Smits omschrijft de living labs als plekken waar ‘multidisciplinaire teams werken aan oplossingen voor complexe, gebied gebonden vraagstukken’. De deelnemers verbinden zich voor een lange tijd aan elkaar, tussen de vijf en tien jaar. Onderling moeten de labs ook samenwerken. “Een lector in Friesland kan een beroep doen op bijv. de kennis van aquacultuur in Zeeland. Andersom kan iemand van de HZ University of Applied Sciences om hulp vragen als het om circulaire landbouw gaat. We moeten elkaar helpen om de grote problemen de baas te kunnen.” Om van een living lab een succes te maken zijn er voorwaarden: “Als deelnemer moet je in het begin willen investeren om er later profijt van te hebben. In de landbouw moet je ook eerst zaaien voor je kan oogsten. Ook heb je een positieve instelling nodig. Aan treurwilgen en sleepankers heb je niets. Natuurlijk zijn er problemen, natuurlijk zijn er hindernissen en die zijn niet morgen opgelost. Je moet mensen hebben die daar mee kunnen omgaan en de juiste drive hebben.”

Meer uitventen

Smits kijkt tevreden terug op zijn jaren aan het hbo, maar vindt dat er nog veel werk aan de winkel is. “Er zijn weinig mensen die beseffen wat voor prachtigs er aan praktijkgericht onderzoek gebeurt op hogescholen. We moeten dat veel meer uitventen.” Het Waterspektakel is een mooie kans. “Ik wil het hbo dan goed neerzetten, bijvoorbeeld met tweedaagse conferenties op verschillende plaatsen in onze delta. Dat is in lijn met onze living labs-aanpak. Uitdagingen en opportunity’s moet je regionaal adresseren en oppakken. Dan benut je het menselijke en natuurlijke kapitaal het beste. Het hbo is daar hartstikke goed in.”

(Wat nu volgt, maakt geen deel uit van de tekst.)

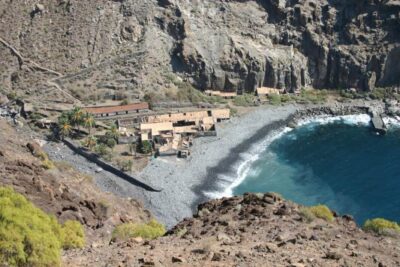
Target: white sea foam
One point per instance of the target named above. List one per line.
(228, 183)
(358, 119)
(392, 121)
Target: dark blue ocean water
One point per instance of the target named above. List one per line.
(346, 167)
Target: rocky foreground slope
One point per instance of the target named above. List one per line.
(97, 48)
(253, 230)
(61, 191)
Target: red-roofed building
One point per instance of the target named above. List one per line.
(106, 111)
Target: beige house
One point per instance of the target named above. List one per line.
(149, 130)
(266, 91)
(193, 116)
(223, 94)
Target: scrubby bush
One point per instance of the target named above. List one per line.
(72, 235)
(319, 211)
(46, 162)
(101, 149)
(150, 230)
(381, 226)
(244, 100)
(28, 236)
(307, 214)
(274, 99)
(125, 165)
(144, 147)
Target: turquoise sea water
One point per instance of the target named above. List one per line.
(345, 166)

Hij gelooft heilig in de kracht van het hbo als onderzoeksinstituut. “Wij staan van oudsher middenin de samenleving en bieden ondersteuning aan ondernemers, beleidsmakers en NGO’s. Voor de korte en middellange termijn is het hbo van enorm belang. Het wo is er meer voor de lange termijn. Het hbo raapt alle nieuwe inzichten en kennis bij elkaar en bakt daar koek van, zodat inwoners en ondernemers er meteen iets aan hebben.”